Nos minutos iniciais, sabemos que Nando estava preso e acabou de ser posto em
liberdade. O bonito plano-sequência dele com a cabeça para fora do carro,
pegando vento no rosto, explicita que o rapaz passou uma boa temporada na
cadeia. Apesar das poucas informações, a mãe (Divana Brandão) ansiosa que o espera na saída, nos faz perceber que
Nando é de família de classe média, um típico garotão da balada carioca. O que
teria feito àquele aparente promissor jovem ter sido preso? Em seguida, em
casa, Nando presencia uma discussão entre seu irmão caçula, Lipe (César Cardadeiro) e sua mãe. O clima em
casa não é dos melhores. Tentando se posicionar para o mundo que voltou, o
rapaz vai buscar lembranças do passado pelo quarto do irmão e involuntariamente
encontra um pacote generoso de ecstasy
(droga sintética) entre as coisas de Lipe. Nesse exato momento, somos jogados
dentro do primeiro flashback da
trama, que nos situa na cidade holandesa de Amsterdã.
Nessa inicial volta no tempo,
presenciamos um Nando bem diferente. Desprovido da melancolia do primeiro
momento, o vemos jovial, mesmo já tendo seus contornos infelizes, e dotado de
sonhos, ainda que para atingi-los tenha que embarcar em uma viagem que mudará
sua vida para sempre. Ele não esta em Amsterdã apenas por diversão. O seu
“melhor amigo” Patrick (Bernado Melo
Barreto), que o carregou para a trip,
deixa bem claro o intuito da dupla na cidade européia. Em uma noitada regada a
drogas em uma boate local (afinal, a capital holandesa é conhecida por sua fama
psicotrópica), Nando conhece a DJ brasileira Érika (Nathalia Dill). Um envolvimento entre os dois flui com uma naturalidade
desconfiada e faz o espectador presenciar tórridas cenas de sexo, com uma
entrega impressionante dos atores, principalmente da bela Nathalia Dill. Prado cria
também românticos momentos na bela cidade de Amsterdã, que rende ainda uma
vistosa fotografia para a obra. Alias, fotografia e trilha sonora são usadas com
competência na hora de marcar os diferentes momentos da trama. Em uma cena de
ternura entre o casal, Érika revela que na boate não foi a primeira vez que viu
Nando. Mistério no ar.
Para desvendar essa nuance, o diretor insere mais um
retorno no tempo, um flashback dentro
do flashback. Pode cansar a platéia?
Não sei, talvez. Porém, dentro dessa terceira linha narrativa da história, que
surge em uma festa rave, em alguma
praia paradisíaca do nordeste brasileiro, é que o filme se mostra mais ativo e
aonde residem as principais resoluções da trama.

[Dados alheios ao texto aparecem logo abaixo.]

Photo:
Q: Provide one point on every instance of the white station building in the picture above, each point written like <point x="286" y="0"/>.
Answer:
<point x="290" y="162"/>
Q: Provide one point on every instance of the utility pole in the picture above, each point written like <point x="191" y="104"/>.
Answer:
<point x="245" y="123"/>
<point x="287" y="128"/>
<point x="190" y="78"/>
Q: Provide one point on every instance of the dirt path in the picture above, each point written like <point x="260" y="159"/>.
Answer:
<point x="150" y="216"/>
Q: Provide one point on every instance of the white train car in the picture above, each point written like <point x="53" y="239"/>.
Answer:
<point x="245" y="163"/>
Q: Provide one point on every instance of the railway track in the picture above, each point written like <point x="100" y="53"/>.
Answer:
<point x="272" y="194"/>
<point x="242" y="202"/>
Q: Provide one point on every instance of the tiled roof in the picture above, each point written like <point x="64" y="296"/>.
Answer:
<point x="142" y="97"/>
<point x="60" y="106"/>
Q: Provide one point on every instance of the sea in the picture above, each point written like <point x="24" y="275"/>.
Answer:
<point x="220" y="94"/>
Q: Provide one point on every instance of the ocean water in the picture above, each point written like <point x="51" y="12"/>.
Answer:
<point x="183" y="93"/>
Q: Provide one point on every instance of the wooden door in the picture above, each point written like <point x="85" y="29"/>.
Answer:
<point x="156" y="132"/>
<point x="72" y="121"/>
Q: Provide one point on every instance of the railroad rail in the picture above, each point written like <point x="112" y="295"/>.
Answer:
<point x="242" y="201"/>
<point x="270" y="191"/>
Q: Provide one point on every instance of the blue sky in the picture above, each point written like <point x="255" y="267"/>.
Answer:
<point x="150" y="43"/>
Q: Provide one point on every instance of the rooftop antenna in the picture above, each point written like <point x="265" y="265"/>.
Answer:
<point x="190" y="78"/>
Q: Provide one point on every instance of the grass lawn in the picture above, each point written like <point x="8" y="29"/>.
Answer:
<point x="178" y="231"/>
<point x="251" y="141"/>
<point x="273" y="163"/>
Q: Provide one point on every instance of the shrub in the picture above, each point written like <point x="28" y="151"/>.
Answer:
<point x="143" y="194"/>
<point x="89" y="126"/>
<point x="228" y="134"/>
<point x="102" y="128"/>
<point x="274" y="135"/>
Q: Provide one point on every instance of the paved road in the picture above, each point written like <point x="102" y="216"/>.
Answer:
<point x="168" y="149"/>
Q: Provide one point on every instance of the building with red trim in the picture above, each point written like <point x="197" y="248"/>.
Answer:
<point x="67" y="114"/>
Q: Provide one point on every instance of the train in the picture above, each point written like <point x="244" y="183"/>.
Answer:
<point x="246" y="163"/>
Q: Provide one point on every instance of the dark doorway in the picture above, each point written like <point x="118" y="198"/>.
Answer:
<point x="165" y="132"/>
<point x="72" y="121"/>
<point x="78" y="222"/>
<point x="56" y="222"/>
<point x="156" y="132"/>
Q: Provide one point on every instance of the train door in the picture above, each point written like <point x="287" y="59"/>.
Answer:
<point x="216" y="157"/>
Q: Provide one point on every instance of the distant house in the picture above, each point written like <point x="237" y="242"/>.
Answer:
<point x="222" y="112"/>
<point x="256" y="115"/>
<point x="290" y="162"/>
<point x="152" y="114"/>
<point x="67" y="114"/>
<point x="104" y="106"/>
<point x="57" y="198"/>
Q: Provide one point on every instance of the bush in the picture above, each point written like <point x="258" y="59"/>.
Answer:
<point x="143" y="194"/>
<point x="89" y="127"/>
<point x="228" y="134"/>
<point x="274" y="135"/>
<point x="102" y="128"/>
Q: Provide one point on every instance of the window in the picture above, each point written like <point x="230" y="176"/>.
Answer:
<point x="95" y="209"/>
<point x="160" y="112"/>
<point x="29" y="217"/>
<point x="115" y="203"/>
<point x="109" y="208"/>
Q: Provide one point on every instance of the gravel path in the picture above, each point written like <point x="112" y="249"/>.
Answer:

A obra ganha uma personagem
cativante que é um ponto-chave da história, a descolada Lara (Lívia Bueno). Prado mostra domínio em tratar e montar as três tramas paralelas e
as conduz com alguma competência, tendo alguns deslizes em quedas de ritmo e se
alongando em seqüências que poderiam ser mais curtas, mas em nenhum momento
confunde. Se Paraísos Artificiais não agradar (deve acontecer mais do que o
esperado), fica a curiosidade de presenciar um realizador do qual podemos dizer
que ousa em muitos aspectos. Pouca são as realizações nacionais, que hoje em
dia, apostam em uma linguagem que fuja da tradicional pegada rasteira
televisiva. Digo isso, porque Paraísos
Artificiais é um filme que aponta para um público mais jovem (mas pode
agradar qualquer um) e vale ser louvado por estimular o mesmo público a fazer
um exercício de apreciação cinematográfica. Afinal, o filme precisa de certa
atenção e não se apresenta tão descartável como até poderíamos imaginar.